5. Chocolate Chia Overnight Oats
Indulge your chocolate cravings with this healthy overnight oats recipe that combines cocoa powder and chia seeds for a delightful treat.
Ingredients:
- 1/2 cup rolled oats
- 1 tablespoon chia seeds
- 1 cup milk (dairy or plant-based)
- 1 tablespoon cocoa powder
- 1 tablespoon maple syrup or honey
- 1/2 teaspoon vanilla extract
- Dark chocolate chips or sliced banana for topping
Instructions:
- In a jar or bowl, whisk together milk, cocoa powder, maple syrup, and vanilla extract.
- Add oats and chia seeds and stir well to combine.
- Cover and refrigerate overnight.
- In the morning, stir and top with chocolate chips or banana slices.
6. Tropical Chia Oat Pudding
Enjoy a tropical twist with this creamy oat and chia pudding, flavored with coconut milk and fresh pineapple.
Ingredients:
- 1/2 cup rolled oats
- 2 tablespoons chia seeds
- 1 cup coconut milk
- 1/2 cup diced pineapple
- 1 tablespoon shredded coconut
- 1 teaspoon honey or agave
Instructions:
- In a bowl, mix oats, chia seeds, and coconut milk.
- Stir well and refrigerate for at least 4 hours or overnight.
- Before serving, stir the pudding and top with diced pineapple and shredded coconut.

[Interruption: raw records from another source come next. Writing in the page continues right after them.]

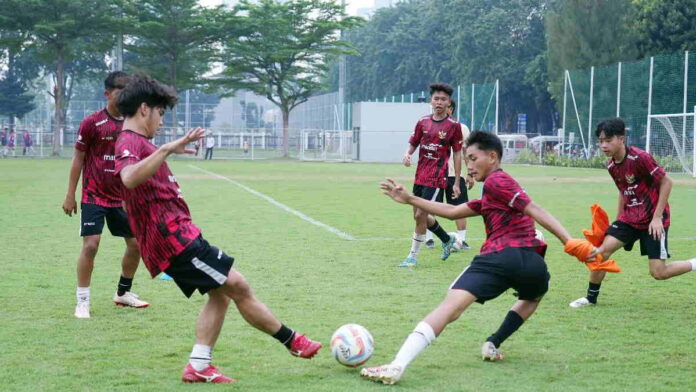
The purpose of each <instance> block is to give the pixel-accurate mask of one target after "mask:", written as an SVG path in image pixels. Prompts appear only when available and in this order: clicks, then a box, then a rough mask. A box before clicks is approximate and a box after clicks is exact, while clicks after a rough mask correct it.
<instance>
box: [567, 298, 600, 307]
mask: <svg viewBox="0 0 696 392" xmlns="http://www.w3.org/2000/svg"><path fill="white" fill-rule="evenodd" d="M592 305H596V304H593V303H592V302H590V300H589V299H587V297H582V298H578V299H576V300H575V301H573V302H571V303H570V304H568V306H570V307H571V308H582V307H583V306H592Z"/></svg>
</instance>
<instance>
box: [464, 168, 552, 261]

- Drizzle with honey if desired.
7. Peanut Butter Banana Chia Oats
This creamy and protein-packed oatmeal combines peanut butter and banana with chia seeds for a hearty breakfast.
Ingredients:
- 1/2 cup rolled oats
- 1 tablespoon chia seeds
- 1 cup milk or water
- 1 ripe banana, mashed
- 2 tablespoons peanut butter
- 1 teaspoon honey or maple syrup (optional)
Instructions:
- Cook oats and chia seeds in milk or water over medium heat until thickened (about 5-7 minutes).
- Remove from heat and stir in mashed banana and peanut butter.
- Sweeten with honey or maple syrup if desired.
- Serve warm and enjoy.
8. Lemon Blueberry Chia Oatmeal
A fresh and zesty oatmeal recipe featuring lemon zest and juicy blueberries, balanced with the texture of chia seeds.
Ingredients:
- 1/2 cup rolled oats
- 1 tablespoon chia seeds
- 1 cup water or milk
- 1/2 cup fresh or frozen blueberries
- Zest of 1 lemon
- 1 tablespoon honey or maple syrup
Instructions:
- In a pot, bring water or milk to a boil.
- Add oats and chia seeds, reduce heat and simmer for 5 minutes.
- Stir in blueberries and lemon zest, cook for another 2-3 minutes.
- Remove from heat and sweeten with honey or maple syrup.
- Serve warm with extra blueberries on top.